Die aktuellen Verwerfungen auf den internationalen Finanzparketten haben dazu geführt, dass Firmengründer von US-Start-ups vergeblich auf potenzielle Investoren warten. Indem die US-Regierung zusätzlich in dieser schwierigen Wirtschaftslage Forschungsgelder kürzt und somit die Weiterentwicklung von Ideen hemmt, wird vor allem das kalifornische Silicon Valley mit voller Wucht getroffen. Wie der Spiegel berichtet, fürchtet angesichts der Auswirkungen der Finanzkrise nun die US-Start-up-Szene um ihre Existenz. Vor allem die Computer-, Biotech- und junge Softwarebranche gerät somit zusehends in Schieflage. Dass die aktuelle Situation dramatisch ist, zeigt sich unter anderem darin, dass allein im zweiten Quartal 2008 kein Start-up mangels finanzieller Möglichkeiten durch Investoren an die Börse gehen konnte. Dies sei laut dem amerikanischen Venture-Capital-Verband zum letzten Mal 1978 der Fall gewesen.

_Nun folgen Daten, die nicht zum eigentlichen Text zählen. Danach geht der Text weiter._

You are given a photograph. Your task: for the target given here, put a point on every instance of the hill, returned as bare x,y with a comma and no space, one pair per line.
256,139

"Frühphaseninvestitionen sind generell mit größerem Risiko behaftet. Da dieses Segment in Österreich noch in den Kinderschuhen steckt, besteht in diesem Bereich auch ohne die Krise ein Nachholbedarf, der somit keine Folge der Hiobsbotschaften der vergangene Wochen ist", erläutert Jürgen Marchart, Geschäftsführer der Austrian Private Equity and Venture Capital Organisation. Laut dem Experten sei auf regionalübergreifender Ebene langfristig jedoch damit zu rechnen, dass sich ab 2009 bereits erste Auswirkungen der US-Finanzkrise auf die Venture-Capital-Branche bemerkbar machen werden. "Dies trifft auf die Marktteilnehmer zu, die sich im Fundraising befinden, also dem Aufbringen von Investitionskapital zum Zweck der Gründung einer Beteiligungsgesellschaft", so Marchart. Diese Sicht scheint sich hinsichtlich der Banken-Hiobsbotschaften zu bestätigen.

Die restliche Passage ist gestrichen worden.